The GDELT Project

Behind The Scenes: A Look At 16 Years Of Advertising Density On Television News

We are tremendously excited to announce today the completion of our analysis of captioning mode information across the totality of the TV News Archive, allowing us to definitively catalog the totality of advertising airtime across television news on the captioned channels in order to exclude it from the forthcoming new Television News Explorer. In total, we analyzed 1.76 million broadcasts totaling 6.2 billion seconds (103.8M min / 1.73M hours) of airtime over 16 years of airtime containing 2.6 billion lines of captioning, 12.16 billion words and 67.6 billion characters. Given that typically a majority of advertisements are not captioned, in total 5.2 billion seconds (82.8%) of that airtime contained at least one word of captioning, of which 76.9% was programming. The average word was 5.55 characters long, the average captioning line held 25.9 characters across 4.66 words. The average second of captioned airtime contained 12.9 characters representing 2.3 words. For scholars of television advertising, there were over 431.8 million seconds of confirmed captioned advertisements and as much as 1.44 billion seconds of likely advertising airtime representing perhaps one of the largest archives in the world of television advertising in the United States spanning the past decade and a half.

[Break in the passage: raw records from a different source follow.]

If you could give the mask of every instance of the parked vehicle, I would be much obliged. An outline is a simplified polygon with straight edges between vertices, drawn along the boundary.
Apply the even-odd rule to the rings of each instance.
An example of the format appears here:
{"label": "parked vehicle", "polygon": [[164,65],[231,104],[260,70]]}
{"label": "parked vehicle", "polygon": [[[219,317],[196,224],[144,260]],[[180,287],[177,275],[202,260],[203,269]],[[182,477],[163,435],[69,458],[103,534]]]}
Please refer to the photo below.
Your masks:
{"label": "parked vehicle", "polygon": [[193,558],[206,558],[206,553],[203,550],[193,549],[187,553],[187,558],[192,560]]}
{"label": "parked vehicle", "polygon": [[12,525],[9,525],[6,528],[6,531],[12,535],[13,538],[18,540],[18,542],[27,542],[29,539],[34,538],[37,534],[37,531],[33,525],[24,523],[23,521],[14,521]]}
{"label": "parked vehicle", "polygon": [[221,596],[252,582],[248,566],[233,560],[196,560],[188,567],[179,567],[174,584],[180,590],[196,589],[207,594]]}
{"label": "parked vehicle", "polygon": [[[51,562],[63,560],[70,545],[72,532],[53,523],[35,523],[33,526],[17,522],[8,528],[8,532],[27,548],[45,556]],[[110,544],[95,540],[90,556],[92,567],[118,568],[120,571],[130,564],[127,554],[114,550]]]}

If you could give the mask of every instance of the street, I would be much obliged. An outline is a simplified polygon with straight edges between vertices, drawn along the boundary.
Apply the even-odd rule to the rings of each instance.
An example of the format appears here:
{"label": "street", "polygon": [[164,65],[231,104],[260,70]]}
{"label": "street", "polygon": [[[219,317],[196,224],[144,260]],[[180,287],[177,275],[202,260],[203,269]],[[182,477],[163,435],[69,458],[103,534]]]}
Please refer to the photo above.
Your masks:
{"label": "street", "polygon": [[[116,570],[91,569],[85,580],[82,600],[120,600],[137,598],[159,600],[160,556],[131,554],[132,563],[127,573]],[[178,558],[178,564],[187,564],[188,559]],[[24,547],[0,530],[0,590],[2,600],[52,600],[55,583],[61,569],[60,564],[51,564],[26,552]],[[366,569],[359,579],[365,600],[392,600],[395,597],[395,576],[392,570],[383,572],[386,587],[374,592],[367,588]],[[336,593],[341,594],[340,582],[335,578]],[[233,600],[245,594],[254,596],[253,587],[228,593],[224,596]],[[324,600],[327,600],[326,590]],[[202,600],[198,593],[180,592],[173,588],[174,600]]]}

In all, 66 channels contained measurable captioning, with an average of 70.3% and median of 72% of their airtime devoted to programming. You can see the by-channel breakdown sorted by program density below.

We can even plot individual channels over time. Below are the program densities for CNN, MSNBC and Fox News from 2009 through present. It is unclear why Fox's programming airtime density decreased sharply in 2012-2013 before rebounding or why CNN's density has climbed sharply in the last two years. Overall the three channels closely track one another, with MSNBC a slight outlier in having less advertising airtime according to captioning mode information. Further research will be required to better understand these findings.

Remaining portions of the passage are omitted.